Por ejemplo, hace notar el autor que muchos pintores tocaban instrumentos. Como Tintoretto y Vermeer.

No sin ironía, Johann Mattleson, que fuera compositor y teórico de la música, escribió en El perfecto maestro de capilla, una obra de 1739, que los laudistas tardaban más en afinar el instrumento que en tocar una obra.

En su nuevo libro, el sabio Ramón Andrés nos guía por el Museo del Oído. Nos pone a escuchar cada una de las notas que suenan en la cantidad impresionante de óleos que revisó y que nos describe, donde músicos están en pleno trance de afinar su instrumento.

En el proceso de afinación, nos explica, se produce la desconcertante sensación, por lo paradójica, de una ingravidez que nos orienta y ancla.

Nos recuerda que Novalis, el poeta de los Himnos a la noche, estaba persuadido de que sólo existía una única cuerda, la destinada a recomponer la vibración que se produce en el interior humano.

Reflexiona: cuando se está solo en la tempestad, se piensa en una isla, y esa isla es la música.

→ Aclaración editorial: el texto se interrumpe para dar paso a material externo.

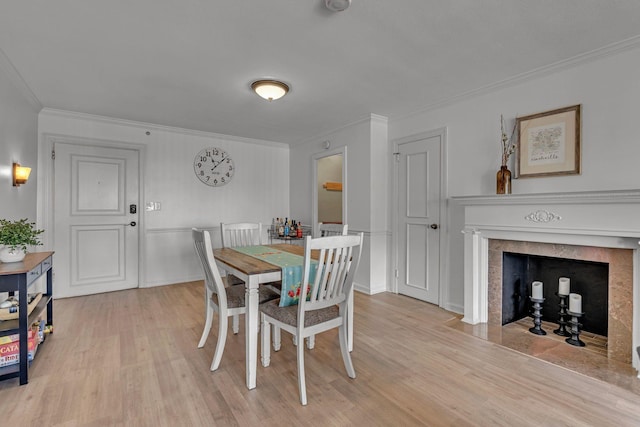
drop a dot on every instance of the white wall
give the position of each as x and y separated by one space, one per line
366 205
258 191
607 87
18 143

El tiempo dedicado a la afinación es sonido tanteado, “ese que no forma parte del devenir; nada dice, nada cuenta, aislado, no hay pasión en él, ningún gesto cómplice con el dibujo de una melodía que exige un corazón implicado, ningún arrebato ni atisbo de unas escalas intrincadas que conducen, audaces, a

la región aguda.

Aquí sólo se trata de una búsqueda, de un oído que encuentra su ser en el equilibrio, de un hiato que se abre en la mente del músico. Es la nota que no ha escrito nadie, el barbecho de la partitura, la crónica que no forma parte de la historia de la música y, aun así, resulta primordial en sus hechos.

Lo suyo, lo de Ramón Andrés, es la poesía:

“Roberto Calasso creía que Giambattista Tiepolo se prolongaba, sobre todo, por su manera de concebir el color rosa. Un libro suyo se titula El rosa Tiepolo.

“El rosa termina el día, es el color de la llave que lo cierra. Resulta engañoso por lo que oculta. En un horizonte se deslíen el rosáceo persa y el magenta, el amaranto, el rosa palo, el rosa té y cuantos púrpura caen sobre la tierra.

“Retenemos esos tonos porque entendemos bien lo crepuscular, menos atentos al despuntar de Eos, la de los rosados dedos, es verdad, hay en sus manos algo áureo y por eso se desconfía de ese momento naciente que nos acerca a una jornada nueva”.

Escuchar la música que habita en los óleos es una costumbre íntima y comunitaria. En las escenas de la guerra de Troya, por ejemplo, podemos escuchar, con tan solo observarlas, el silbido de las lanzas al volar y, cuando chocan contra los escudos del ejército contrario, su clang clang se entrevera con los aullidos de dolor de los heridos.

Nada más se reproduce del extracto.